I hate the damn Glinthawks. Congratulations, you reinvented the Cliff Racer. Only now they come in packs and have a ranged freezing attack, which totally doesn’t make them more annoying.

My favourite is the Rockbreaker, just because I did the quest in the quarry north of Meridian when I was very under-leveled and that fight was epic. Best moment in the game for me, wish they’d been more like it.


#87

I really liked all the robots, though some of the low end ones were a bit too similar to each other. The best thing about them was that the designers had confidence in their combat system and the robots themselves, so that there was no need for gimmicky boss fights - you’re just fighting the same enemies as usual, but in controlled situations. The fight with the Thunderjaw at the end of Cauldron Zeta, for example. That was an absolutely epic fight for me, but it’s the same Thunderjaw you’ll find anywhere else.


#88

Yeah I really appreciated that too, it helped make the world feel real in a way. I actually thought the cauldron end fights were a little too easy because I could take as much time as I wanted laying tripwires and traps around the whole room before I released the Dino. I actually found out during that Thunderjaw cauldron fight that the number of tripwires/traps the game will allow you to place is limited. I was placing them all around every possible exit point from the central holding pen and it would only let me get about halfway before it started removing the first ones a layer down. Kind of frustrating but also amusing. My favorite T-jaw fight was in one of the side quests to get the T-jaw heart where you end up in that bottleneck canyon and the T-Jaw is stomping around knocking down these tall trees and there’s no place to hide. It was all very epic and intense.


#89

Yeah, that was a good fight.
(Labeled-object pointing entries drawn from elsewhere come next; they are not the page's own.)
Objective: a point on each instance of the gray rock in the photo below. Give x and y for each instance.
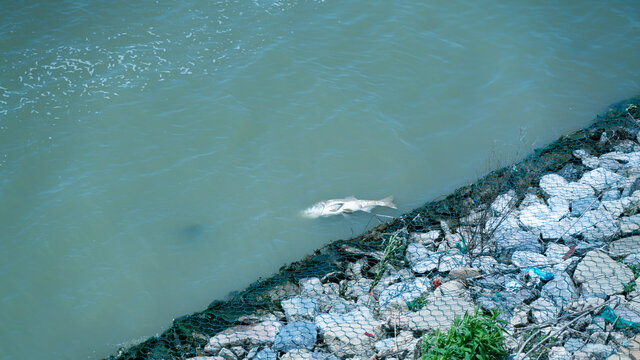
(560, 290)
(632, 187)
(610, 195)
(600, 350)
(266, 354)
(581, 205)
(356, 288)
(438, 314)
(626, 314)
(262, 333)
(556, 185)
(400, 293)
(588, 160)
(299, 308)
(632, 259)
(543, 310)
(507, 301)
(559, 353)
(448, 262)
(510, 239)
(602, 179)
(486, 264)
(354, 269)
(573, 345)
(525, 259)
(311, 287)
(427, 238)
(227, 354)
(349, 334)
(569, 172)
(624, 247)
(538, 215)
(297, 354)
(597, 273)
(421, 259)
(555, 251)
(318, 355)
(296, 335)
(496, 281)
(394, 344)
(630, 224)
(504, 203)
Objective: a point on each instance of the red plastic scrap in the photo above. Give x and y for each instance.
(569, 253)
(436, 283)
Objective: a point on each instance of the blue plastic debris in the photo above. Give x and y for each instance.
(543, 275)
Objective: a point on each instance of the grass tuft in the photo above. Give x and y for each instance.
(473, 337)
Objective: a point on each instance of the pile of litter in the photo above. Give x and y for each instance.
(552, 243)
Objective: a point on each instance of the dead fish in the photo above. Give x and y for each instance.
(345, 206)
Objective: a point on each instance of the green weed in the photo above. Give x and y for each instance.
(635, 268)
(417, 304)
(472, 337)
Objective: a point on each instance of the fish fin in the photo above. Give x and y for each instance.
(335, 207)
(388, 202)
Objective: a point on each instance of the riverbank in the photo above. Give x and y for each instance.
(549, 242)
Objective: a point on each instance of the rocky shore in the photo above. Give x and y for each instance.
(552, 243)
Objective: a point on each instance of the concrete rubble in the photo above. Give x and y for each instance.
(557, 264)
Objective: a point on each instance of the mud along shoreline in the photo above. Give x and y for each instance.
(375, 295)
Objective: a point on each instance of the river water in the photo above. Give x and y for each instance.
(154, 156)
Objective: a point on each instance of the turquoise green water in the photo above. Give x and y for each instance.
(155, 156)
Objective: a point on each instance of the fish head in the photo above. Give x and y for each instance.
(313, 212)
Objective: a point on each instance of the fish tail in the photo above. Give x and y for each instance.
(388, 201)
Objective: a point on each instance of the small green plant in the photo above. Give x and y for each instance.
(629, 287)
(472, 337)
(417, 304)
(635, 268)
(395, 243)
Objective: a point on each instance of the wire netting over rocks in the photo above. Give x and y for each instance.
(548, 250)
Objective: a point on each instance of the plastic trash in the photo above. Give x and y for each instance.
(543, 275)
(610, 316)
(512, 286)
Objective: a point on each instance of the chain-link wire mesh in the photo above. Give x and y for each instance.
(551, 245)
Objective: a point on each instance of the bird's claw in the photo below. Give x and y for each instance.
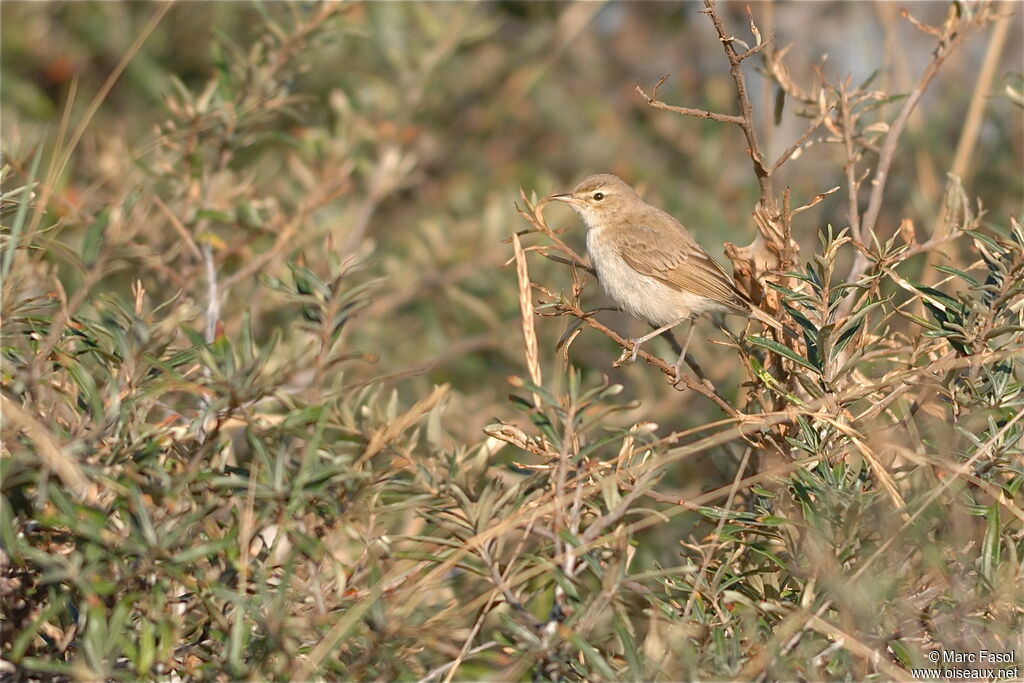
(636, 350)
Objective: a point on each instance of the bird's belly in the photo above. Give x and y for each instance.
(639, 295)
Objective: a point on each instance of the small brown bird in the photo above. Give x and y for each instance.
(649, 264)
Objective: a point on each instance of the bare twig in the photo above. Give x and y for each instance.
(952, 33)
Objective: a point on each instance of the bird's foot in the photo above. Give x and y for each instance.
(679, 372)
(629, 354)
(636, 349)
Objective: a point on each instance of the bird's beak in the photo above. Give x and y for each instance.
(568, 199)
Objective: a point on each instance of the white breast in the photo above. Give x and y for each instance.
(637, 294)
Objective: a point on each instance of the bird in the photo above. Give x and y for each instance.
(649, 263)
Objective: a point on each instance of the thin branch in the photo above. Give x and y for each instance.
(686, 111)
(745, 111)
(799, 142)
(952, 35)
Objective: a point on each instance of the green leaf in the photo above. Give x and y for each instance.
(23, 210)
(93, 240)
(782, 350)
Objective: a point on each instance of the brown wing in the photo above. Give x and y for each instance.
(665, 251)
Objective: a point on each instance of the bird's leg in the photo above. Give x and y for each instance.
(682, 353)
(639, 340)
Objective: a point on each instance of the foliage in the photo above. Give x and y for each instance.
(257, 343)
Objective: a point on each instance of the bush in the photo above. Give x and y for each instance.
(257, 341)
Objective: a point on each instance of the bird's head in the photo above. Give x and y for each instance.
(598, 198)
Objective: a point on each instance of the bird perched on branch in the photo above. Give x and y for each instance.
(649, 264)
Especially since that was the fight that really thought me how useful taking out specific modules is, and how best to do it. That fight at a low level is just a total pain unless you can take out the burrowing modules quickly. The other thing I liked there was how the story around that side quest hinted at the sound sensitivity of the Rockbreakers without outright stating it. So it felt like I was actually being clever and discovering it myself, even though it was actually being spoonfed by the game :)

Not sure I’d call them my favorite opponents though. I only fought them twice, both times during missions, and avoided them in the openworld. By contrast, I made occasional trips to clean out Thunderjaw and Behemoth areas just for fun.


#90

Disagree - they’re an exercise in archery. You need to hit the armoured section on their chest to reveal their weak spot, then hit that to do huge damage to them, if not killing them outright. The Longleg has a similar weakness.


#91

I think my favorites were the Behemoths, but other than the Glinthawks (Fuck those guys) I had a ton of fun in every fight.


#92

I had a lot of fun with stealth and corruption arrows on things like Glinthawk packs.


#93

I always just tripple loaded the hunter bow with fire arrows, and nuked them.


#94

I am playing on the highest difficulty and also found the Glinthawks a pain.

My strategy for dealing with them is as follows.

Put on stealth armour
Lay down about 10 traps near their location
Override any mount creature
Ride it into the traps

From here you can kill it and the Glinthawks will land for scrap, or leave it and they will land to attack it.

Then put on Chill armor and use fire arrows. As soon as they fall melee and critical strike.

Works for Stormhawks as well.

I love how this game gives you creative ways to solve problems,


#95

Ok, I stand corrected. That’s a pretty cool way to fight them :)


#96

Just completed the game. Staggering. For me it hit every possible button.

Zelda is up next. I know its supposed to be good but that is a very tough act to follow.